If the rabbies shots were done in the UK the french vet will want/need to re shot them? Thats what I was told, true or not?
Yes to both quotes.
Visited our vet last week with our new little chap Barney to get his microchip, passport, booster and rabies.
We have taken out pet insurance but his tattoo is only valid in France and insurance requires microchip. Also if he travels with us to UK the tattoo is not valid.
We were unable to get the microchip as the breeder had not yet registered Barney in our name.
Spoke with the breeder and they completed the transfer the next day with I-Cad and we received instant notification by email.
Returning to vets next month when Barney 3 months old to get everything done.
Our vet explained all the intricacies of the pet passport confirming the above quotes.
Pet insurance in France doesn’t seem to be as comprehensive as the UK but after studying what is available we have gone with Barkibu. As with all insurance there are various levels of cover.
Obtaining a European pet passport is simple and straightforward if you and you pet are EU residents.
If not then trying to navigate around the rules can backfire.
Trying to argue with border control is a pointless exercise
Just another Brexit benefit
Indeed it is, I remember the bad old days when a dog in France needed the rabies injection, after the chip, and then there was a wait of a month to make sure it had taken, then another 6 months before it could travel to UK.

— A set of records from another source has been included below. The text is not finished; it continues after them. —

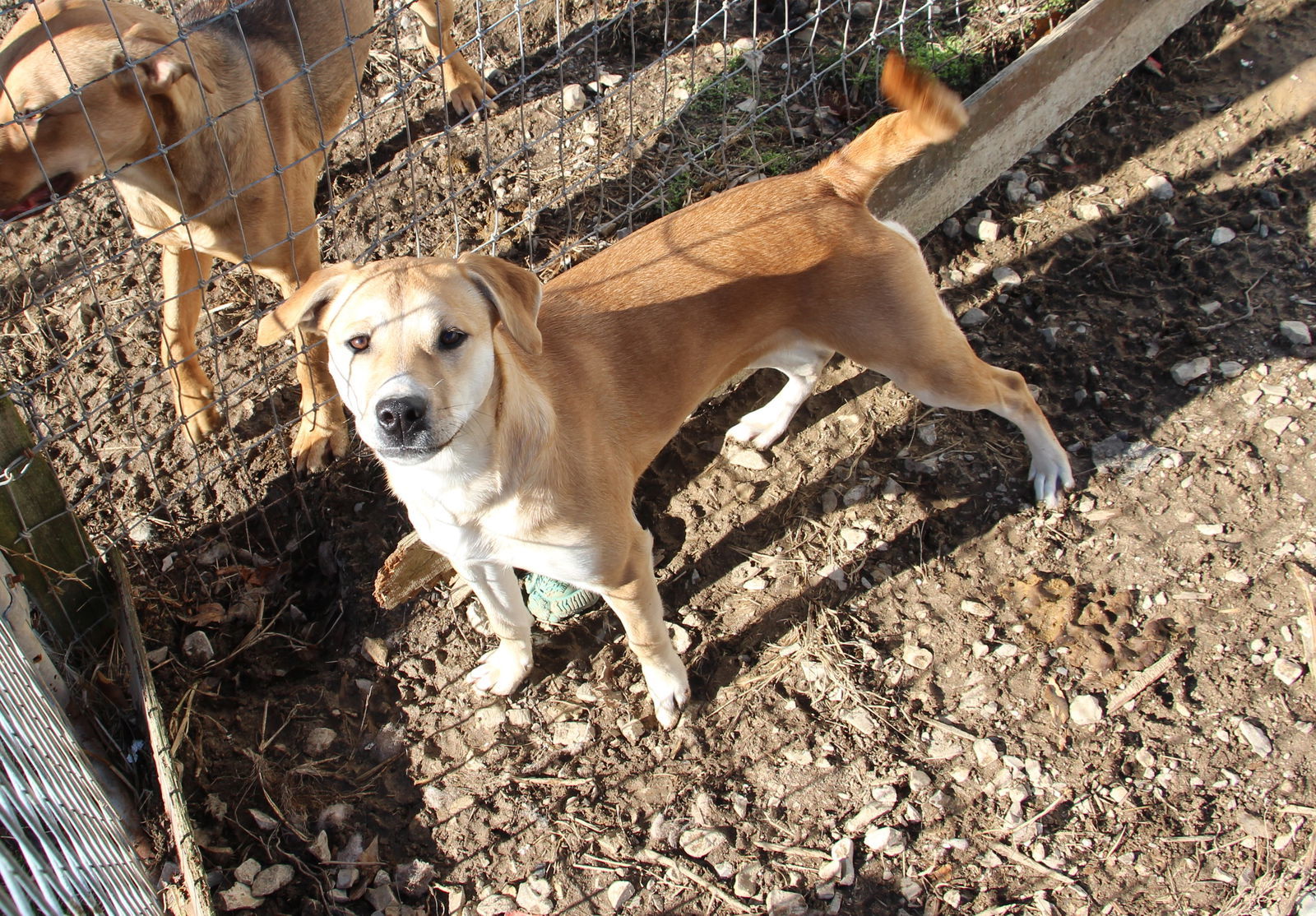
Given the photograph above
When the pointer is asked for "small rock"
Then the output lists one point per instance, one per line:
(973, 317)
(860, 720)
(853, 537)
(572, 734)
(247, 872)
(885, 797)
(495, 905)
(240, 898)
(865, 817)
(1296, 333)
(197, 649)
(1085, 710)
(886, 840)
(916, 655)
(1256, 736)
(375, 650)
(535, 896)
(574, 98)
(701, 843)
(320, 846)
(319, 740)
(619, 892)
(786, 903)
(745, 885)
(679, 639)
(415, 878)
(633, 729)
(1190, 370)
(1287, 670)
(1160, 187)
(986, 230)
(986, 753)
(1007, 276)
(274, 879)
(747, 458)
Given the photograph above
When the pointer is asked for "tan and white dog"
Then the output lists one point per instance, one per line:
(513, 421)
(215, 144)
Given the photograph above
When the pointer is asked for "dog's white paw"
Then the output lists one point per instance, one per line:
(502, 670)
(760, 429)
(669, 690)
(1050, 474)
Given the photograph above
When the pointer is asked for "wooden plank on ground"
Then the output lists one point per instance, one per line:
(1026, 103)
(410, 570)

Then the enlightened pet passport arrived and once rabies jabbed, each crossing only needed a worming pill. I use to get it done with mine en route in the first town with a vet.
Then Brexit.
Interestingly, our French vet had a different view. She volunteered that it was absurd to have to redo the UK rabies treatment, which was both in date and using the same vaccine as France, when we moved to France and obtained EU passports for our 3 dogs. She checked various vets databases, consulted the vets central advisory team and advised that we should simply take both the dogs UK passports (containing the rabies vaccinations) as well as the new EU passports whenever we crossed the channel. She also advised that the subsequent rabies boosters should clearly be recorded only in the EU passports when eventually due. This all seemed to work and was accepted at Eurotunnel etc.
For an EU pooch that’s exactly how it works, and a 5 day window to cross into UK. The beauty of being an EU resident.
…Or the really bad old days when there was a genuine 6 month quarantine when bringing your pet into the UK.
When talk to the vet just remember the french habit of saying what they think upi want to hear when they have no idea of the correct answer
Yes Jane. Know that one well!
Pleased a variation of the rules worked for you but I would feel much happier when all vaccinations eventually appear in the EU passport.
You never know if you are going to be faced with a jobs worth at the border.
It never ceases to amaze me how some folk don’t read the rules.when crossing to UK in January I saw a very irate couple with their dog being told that 24 hours had not elapsed since worming tablet administered, but he had the tablet yesterday was thier argument. Yesterday at 5pm and it is now 9am today, 14 hours and 1 day are not the same in this situation. The owners and pooch had to re-book a later crossing.
Sensible and has to be better than overdosing the poor pet.
Yep rules say 24 hours but why?
Worming treatments start working with a few hours.
Well I used to worm my dog in the morning at Chalus then overnight at the routier in Dieppe’s old docks before catching the early morning ferry to Newhaven. May have been before Brexit came into force though.
Unless there is a good reason, it just sounds like another rule dreamt up in a comittee room somewhere?